Easing currency flow has opened up hedging opportunities in the continent

The London Metal Exchange (LME) provides hedging opportunities to metal players across the supply chain worldwide. However, now, William Fyfe, Head of Singapore, London Metal Exchange, says that to attract more participants, the LME plans to introduce mini-contracts in association with the Hong Kong Exchange. Fyfe also talked to BusinessLine about complex regulations in Asia, improved liquidity for steel contracts (introduced in 2015) and its plans for India.

Excerpts:

Which part of the world contributes the most to your business?

We get business from across the globe — Singapore, Australia, Japan and Korea...; it is a good mix of industrial business — speculative and proprietary. And, of course, there is business from China; most of it comes from Hong Kong and Singapore. Asia is much more complex than other regions, because of the number of regulators and currency control issues. Europe, the US and Canada all have free movement of capital and are relatively simple markets to understand; market access is also very easy. Asia is much more complex, but it has more hedging interest and opportunities now.

How’s the business from India and are you considering a warehouse in the country?

India is a very important market for us and we’ve been involved with it for a long time. We’ve got a lot of Indian brands already listed on the LME, and large Indian corporates have access to hedge on the exchange.

One of the requisites to start an LME warehouse network in a country is for it to be a net consumer of metals. Also, there should be certain logistic facilities such as a major port or railway and a true bonded warehouse legal structure. So, I think, with India moving towards becoming a net consumer of metal, there’s no reason why, in the future, we can’t explore having warehouses in the country, either in conjunction with local partners or in some other way.

How is the trade of steel scrap and rebar contracts panning out?

Scrap and rebar were introduced in November 2015. It’s taken a while to gain traction, mostly because steel is a relatively new market, and the industry traditionally hasn’t really hedged in the same way as the non-ferrous metal industry. Awareness and connecting customers to brokers have helped us improve liquidity.

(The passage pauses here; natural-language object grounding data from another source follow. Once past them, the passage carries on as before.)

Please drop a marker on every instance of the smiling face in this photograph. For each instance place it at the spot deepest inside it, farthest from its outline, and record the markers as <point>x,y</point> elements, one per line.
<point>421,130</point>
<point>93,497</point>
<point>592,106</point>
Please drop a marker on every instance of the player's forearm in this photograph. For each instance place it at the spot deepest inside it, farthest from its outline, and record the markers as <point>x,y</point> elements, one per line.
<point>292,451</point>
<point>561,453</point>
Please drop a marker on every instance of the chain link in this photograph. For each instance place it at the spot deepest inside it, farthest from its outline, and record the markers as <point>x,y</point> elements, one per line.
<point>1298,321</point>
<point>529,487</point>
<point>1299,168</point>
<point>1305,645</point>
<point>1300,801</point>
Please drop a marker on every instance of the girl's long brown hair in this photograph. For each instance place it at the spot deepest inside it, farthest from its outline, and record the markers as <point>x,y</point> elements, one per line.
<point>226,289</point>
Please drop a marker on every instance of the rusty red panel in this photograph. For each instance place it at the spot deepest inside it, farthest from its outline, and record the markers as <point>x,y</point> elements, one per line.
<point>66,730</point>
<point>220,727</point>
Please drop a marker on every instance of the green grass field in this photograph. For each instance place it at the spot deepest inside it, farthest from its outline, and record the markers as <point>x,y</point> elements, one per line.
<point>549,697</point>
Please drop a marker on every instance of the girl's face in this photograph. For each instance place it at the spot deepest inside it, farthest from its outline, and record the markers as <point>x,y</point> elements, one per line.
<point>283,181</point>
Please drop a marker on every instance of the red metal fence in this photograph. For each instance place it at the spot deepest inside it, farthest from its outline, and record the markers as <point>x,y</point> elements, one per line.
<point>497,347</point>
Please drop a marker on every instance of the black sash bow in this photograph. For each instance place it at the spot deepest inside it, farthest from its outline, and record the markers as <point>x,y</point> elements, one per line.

When you launch contracts, end-user customers, brokers and tech vendors need time to get approvals internally, to be able to add or trade those products. The ability to launch and have liquidity from day one is challenging nowadays for any exchange.

Does LME have plans to reduce the contract size?

The big physical traders, and investors who developed the market are happy with the current size of the contracts.

Plans of smaller contracts have led to LME mini-contracts, in association with the Hong Kong Exchange, which will hopefully be launched in the latter part of the year. The Hong Kong Exchange brokerage community is more retail-focussed and has a good distribution platform and is, thus, the best to launch these smaller sized monthly contracts.

Do you have plans to increase the physical deliverable contracts (which is now just over 1 per cent of total contracts) that help in accurate price discovery?

About 1-2 per cent is usually common across most exchanges running a physical delivery business. LME physical delivery processes are tapped as the market of the last resort and the LME is not primarily a physical trading platform. But physical delivery contracts prices are perceived as trustworthy because of the physical underpinning. That said, for many markets, cash-settled contracts are a practical option, and most of our contracts are cash-settled.